«Rüüdig Samschtig»: ein «ganz verreckter» Tag in Luzern
Was haben Ottifanten, Miss Piggys und wandelnde Schachbretter gemeinsam? Genau, nichts! Ganz anders sieht die fasnächtliche Chose am «Rüüdig Samschtig» an der «Lozärner Fasnacht» aus. Da scheint nämlich (fast) alles erlaubt. zentralplus mischte sich unters Volk und gab sich dem närrischen Treiben hin – ein Stimmungsbericht.
Meine Runde durch den «Rüüdig Samschtig» starte ich standesgemäss in der neuen Fasnachtsheimat des Lozärner Fasnachtskomitees (LFK) im Jesuitenhof, dem Innenhof des Regierungsgebäudes. Die LFK-Beiz ist bereits um den Mittag herum besser besucht als in der meisten Zeit am Schmudo.
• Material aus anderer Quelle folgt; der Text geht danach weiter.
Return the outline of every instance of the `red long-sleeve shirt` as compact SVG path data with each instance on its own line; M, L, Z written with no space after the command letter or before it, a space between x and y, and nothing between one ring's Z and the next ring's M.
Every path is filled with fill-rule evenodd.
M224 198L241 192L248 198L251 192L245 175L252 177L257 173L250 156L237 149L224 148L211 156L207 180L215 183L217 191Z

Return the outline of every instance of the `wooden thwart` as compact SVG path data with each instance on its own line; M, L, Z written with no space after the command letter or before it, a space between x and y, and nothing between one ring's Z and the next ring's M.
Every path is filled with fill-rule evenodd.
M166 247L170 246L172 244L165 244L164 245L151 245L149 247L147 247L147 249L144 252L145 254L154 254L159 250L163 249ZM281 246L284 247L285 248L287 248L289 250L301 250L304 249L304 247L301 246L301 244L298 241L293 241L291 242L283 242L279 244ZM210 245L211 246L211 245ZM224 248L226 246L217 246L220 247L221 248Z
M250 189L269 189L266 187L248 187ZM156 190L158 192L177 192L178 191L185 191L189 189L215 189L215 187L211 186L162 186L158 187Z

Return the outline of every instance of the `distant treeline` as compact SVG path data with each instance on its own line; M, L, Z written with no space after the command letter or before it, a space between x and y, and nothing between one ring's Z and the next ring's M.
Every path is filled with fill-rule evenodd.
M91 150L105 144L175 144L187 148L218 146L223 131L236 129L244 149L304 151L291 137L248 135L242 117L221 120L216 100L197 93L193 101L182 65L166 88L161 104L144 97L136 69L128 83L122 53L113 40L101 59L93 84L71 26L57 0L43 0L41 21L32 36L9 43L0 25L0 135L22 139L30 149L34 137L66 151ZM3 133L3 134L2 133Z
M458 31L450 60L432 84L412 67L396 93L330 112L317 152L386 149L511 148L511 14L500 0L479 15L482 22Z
Hier tummeln sich Mitglieder von Guuggenmusigen und Familien mit kleinen Kindern und verdrücken Hotdogs und Hamburger, um sich für die kommenden Stunden zu rüsten.
Wesentlich lauter ist die Atmosphäre in der Krongasse: Die «RüüssSuuger», die «Rotseemöven Littau» und die «CH-Guugger» blasen zum gemeinsamen Stelldichein. Wie schon am Schmudo präsentiert sich die Reussbrücke als eine Art Kostüm-Catwalk. Hier scheinen sich die besonders Kreativen an der warmen Fasnachtssonne zu räkeln: Ein Paar – er mit Schmerbauch, riesenhafter Charlie-Chaplin-Maske und einem Veston mit gefühlt hundert Plaketten, sie mit Miss-Piggy-Birne und einem roten Kussmund, so gross wie eine Wassermelone – schieben gemächlich einen weissen Kinderwagen, der randvoll mit Bierflaschen gefüllt ist, über die schmale Brücke.
Tentakel-Trubel im Zöpfli
Oder da wären die beiden komischen Vogelscheuchen in überdimensionierten Flickenhosen, bewaffnet mit wüsten Heugabeln und Dreschflegeln. Oder die düsteren Zombies mit ihren Monster-«Grinde», die gebieterisch ihre totenkopfverzierten Zepter schwingen. Der kleine Platz «Im Zöpfli», den normalerweise Kleinformationen ihre Heimat nennen, wird von einer überlebensgrossen Krake bewacht. Sie ist die mobile Basis der «Alkademiker:innen», einer Gruppe von jungen Personen, die gerade ein Gruppenfoto macht.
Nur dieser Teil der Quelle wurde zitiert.